After the Meiji Restoration, the new imperial government needed a rapid modernization of Japan’s political and economic system , and the Meiji oligarchy felt that these goals could only be achieved through a strong sense of national unity and cultural identity, with the Shinto state as a primary counterweight to past imported Buddhism , Christianity , and philosophies other Western at present. [ need source ]
In 1890, the Imperial version of Education was released , and students were asked to recite their oath to “present yourselves bravely to the state” as well as to protect the imperial family. The practice of emperor worship was further spread through the distribution of images of the Empire for mystical veneration. It is said that all these practices used to strengthen national solidarity through central patriotic celebration in shrines have given prewar Japanese nationalism a tinge of mysticism and cultural introversion. 
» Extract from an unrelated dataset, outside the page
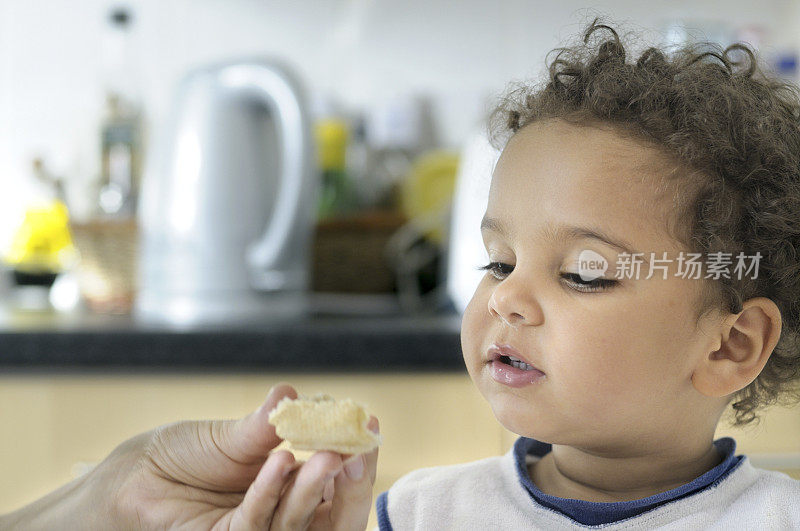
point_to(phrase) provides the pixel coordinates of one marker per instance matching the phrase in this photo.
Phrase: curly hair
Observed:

It has become a philosophy Ichiu Hakko (八紘一宇) are common during the Second Sino – Japanese War. This was considered by the military as the doctrine that the emperor was the center of the formidable world, which gave a religious impetus to ideas of Japanese territorial expansion.
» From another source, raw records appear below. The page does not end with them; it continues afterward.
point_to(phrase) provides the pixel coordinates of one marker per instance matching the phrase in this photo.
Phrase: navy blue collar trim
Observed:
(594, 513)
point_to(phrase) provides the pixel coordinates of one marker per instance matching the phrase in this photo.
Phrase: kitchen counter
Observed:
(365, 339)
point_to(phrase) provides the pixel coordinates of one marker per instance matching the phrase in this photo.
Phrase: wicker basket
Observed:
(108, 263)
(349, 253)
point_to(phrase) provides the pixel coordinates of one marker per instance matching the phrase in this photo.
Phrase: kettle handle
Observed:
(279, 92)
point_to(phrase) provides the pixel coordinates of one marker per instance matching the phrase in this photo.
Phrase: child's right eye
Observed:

The main educational focus of the Meiji period was on the great importance of traditional national political values, religion, and morals. The imperial version of education of 1890 encouraged a return to traditional Confucian values in the hierarchical nature of human relations, with the state superior to the individual, and the emperor over the state. The Japanese state was organizationally modernized, but preserved its national peculiarities. The position reinforced since 1905 has been that Japan must be a strong nation, at least on par with the Western powers. During the Shōwa period, the educational system was used to support the military state and prepare future soldiers.
The government has published official textbooks for all levels of students, and has promoted this through cultural activities, seminars, etc. The emphasis on texts such as Kokutai-no-shugi in schools was intended to emphasize the “uniqueness of Japan” from the ancient centuries. These cultural courses were supplemented by military courses and survival courses against alien invasion.
Apart from indoctrination in nationalism and religion, children and school students received military training (survival, first aid ). The Imperial Youth Federation took these matters further . University students were trained, and some were recruited, for the defense of the homeland and regular military units. The young women received training in first aid and it was said that all these measures were taken to ensure the safety of Japan, and protection from larger and more dangerous nations.